Publicatiedatum: 27 januari 2022

In zijn roemruchte ‘Tweede brief uit Mexico’ (1520) beschreef Hernán Cortés, de conquistador die de Spaanse expeditie door Mexico leidde, zijn eerste kennismaking met de Azteekse hoofdstad Tenochtitlan aan koning Karel V. De ‘drijvende’ stad, die ‘half land, half water’ was en middenin het Texcocomeer lag, tartte zijn verbeeldingskracht: ‘Zelfs wij die deze dingen met onze eigen ogen hebben gezien, zijn toch zo verbaasd dat we niet in staat zijn hun realiteit te begrijpen.’ [1] In zijn karakterisering riep Cortés Spaanse steden als Sevilla, Salamanca, Córdoba en Granada op, plaatsen waar zijn Europese lezers misschien bekend mee waren en die ze zich gemakkelijker voor de geest konden halen. [2] De Spaanse kolonisten die aan het begin van de zestiende eeuw in Mexico arriveerden gebruikten hun thuisland als referentiepunt om betekenis te geven aan de landschappen die ze in de Nieuwe Wereld aantroffen.
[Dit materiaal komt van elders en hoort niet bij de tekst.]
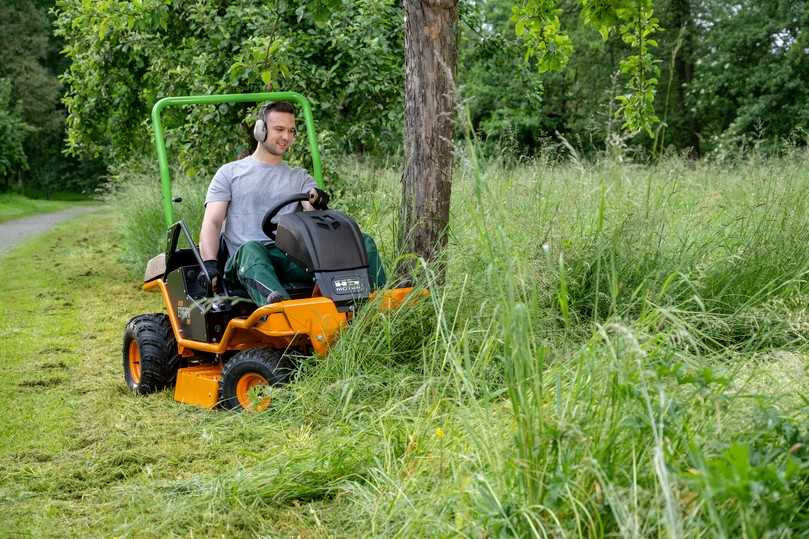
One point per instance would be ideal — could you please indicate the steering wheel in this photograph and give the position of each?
(267, 225)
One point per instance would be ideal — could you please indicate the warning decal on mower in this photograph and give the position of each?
(347, 286)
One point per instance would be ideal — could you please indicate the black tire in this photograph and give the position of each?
(151, 337)
(249, 367)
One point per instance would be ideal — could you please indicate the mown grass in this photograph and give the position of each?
(13, 206)
(616, 350)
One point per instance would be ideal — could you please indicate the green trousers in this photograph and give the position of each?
(262, 270)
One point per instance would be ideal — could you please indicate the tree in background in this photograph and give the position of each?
(750, 78)
(126, 55)
(12, 135)
(430, 61)
(30, 62)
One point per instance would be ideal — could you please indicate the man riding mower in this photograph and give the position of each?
(233, 317)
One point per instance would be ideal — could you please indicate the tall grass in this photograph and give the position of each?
(613, 352)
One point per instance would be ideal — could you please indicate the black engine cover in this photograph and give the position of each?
(325, 240)
(328, 244)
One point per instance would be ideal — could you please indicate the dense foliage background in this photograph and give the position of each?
(728, 76)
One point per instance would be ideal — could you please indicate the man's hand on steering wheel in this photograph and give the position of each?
(318, 198)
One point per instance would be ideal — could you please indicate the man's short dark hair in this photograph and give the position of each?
(279, 106)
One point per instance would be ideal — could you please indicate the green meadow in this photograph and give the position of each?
(608, 350)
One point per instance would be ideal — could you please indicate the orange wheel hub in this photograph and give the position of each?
(244, 386)
(134, 361)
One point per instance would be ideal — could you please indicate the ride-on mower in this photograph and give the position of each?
(221, 349)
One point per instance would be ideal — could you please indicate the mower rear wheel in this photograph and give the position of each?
(247, 377)
(150, 354)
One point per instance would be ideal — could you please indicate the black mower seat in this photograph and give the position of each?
(295, 290)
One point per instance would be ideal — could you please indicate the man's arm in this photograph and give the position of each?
(215, 213)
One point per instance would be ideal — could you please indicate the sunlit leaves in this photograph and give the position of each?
(537, 23)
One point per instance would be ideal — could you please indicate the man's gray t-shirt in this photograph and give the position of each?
(252, 188)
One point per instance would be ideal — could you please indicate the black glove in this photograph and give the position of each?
(319, 199)
(212, 266)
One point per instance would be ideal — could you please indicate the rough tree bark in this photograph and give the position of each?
(430, 59)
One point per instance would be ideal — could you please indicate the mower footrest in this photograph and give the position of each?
(198, 385)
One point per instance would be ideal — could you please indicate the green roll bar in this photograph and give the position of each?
(160, 143)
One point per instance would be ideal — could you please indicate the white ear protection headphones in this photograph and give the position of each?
(260, 129)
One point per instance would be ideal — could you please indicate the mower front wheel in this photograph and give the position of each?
(150, 354)
(248, 376)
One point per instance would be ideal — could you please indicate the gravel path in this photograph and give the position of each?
(19, 230)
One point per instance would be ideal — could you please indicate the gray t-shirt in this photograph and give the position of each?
(252, 188)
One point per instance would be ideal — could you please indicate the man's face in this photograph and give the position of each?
(280, 132)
Een ‘nieuw’ en onbekend gebied veranderde op die manier in een manke reproductie van een bestaande plek, een kopie die nooit in zijn eigen schoonheid kon bestaan.

Bij vergelijkingen bleef het niet. Nadat de Spanjaarden Tenochtitlan in 1521 belegerden en verwoestten, en haar omdoopten tot Mexico-Stad, veranderde haar vorm drastisch. De stad werd een hub in een overzees rijk van de Habsburgse dynastie. En de nieuwe Spaanse overheersers hadden een heel andere opvatting van hoe natuur en mens samenleefden en hoe landschappen zich dienden te gedragen. Ze probeerden de droge en dorre Iberische omgeving die ze kenden van thuis na te maken in een compleet andere context. Daar waar de Azteken samenleefden met het water, afhankelijk waren van een systeem van dijken en kanalen, en rekening hielden met periodieke overstromingen, probeerden de Spanjaarden het natte decor juist te bedwingen. Hun oorlog met het water leidde aanvankelijk tot ernstige overstromingen (door uitdroging kan de grond namelijk minder water opnemen), waarna de waterbouwkundige Enrico Martínez door het koloniale bestuur werd belast met de uitvoering van el desagüe (‘de ontwatering’) – een plan om het meer rondom de stad volledig droog te leggen.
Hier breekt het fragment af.